The Insurance Institute for Highway Safety recently conducted its first roof strength tests of large pickup trucks. The Ford F-150 and Toyota Tundra were the only two full-size trucks that earned the top rating of “Good” in the roof strength test, which measures how well a vehicle protects occupants in rollover crashes.
Because of their “Good” ratings in the roof strength test, both the F-150 and Tundra were also named 2011 Top Safety Picks by the IIHS, which means they also earned “Good” ratings in front, side and rear crash tests. All Top Safety Picks must also have standard electronic stability control.
In the roof strength test, the Nissan Titan received an “Acceptable” rating, while the Chevrolet Silverado, GMC Sierra and Dodge Ram were rated “Marginal”. These roof strength ratings only apply to crew cab versions of the trucks.
The IIHS measures roof strength by pushing a metal plate against one corner of a vehicle's roof at a constant speed.

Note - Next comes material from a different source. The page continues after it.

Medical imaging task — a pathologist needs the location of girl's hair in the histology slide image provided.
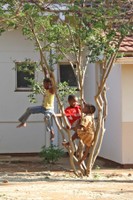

Pickuptrucks.com explains that to earn the highest rating, “the roof must withstand a force that’s four times the vehicle's weight before reaching 5 inches of crush.”
The Toyota Tundra's roof withstood a force of 4.5 times the truck’s weight, while the Ford F-150's roof withstood a force equal to 4.7 times its weight. The IIHS notes that its “Good” rating and Top Safety Pick award for the F-150 apply only to models manufactured after February 2011 because Ford made changes to the roof structure to better protect occupants in rollover crashes.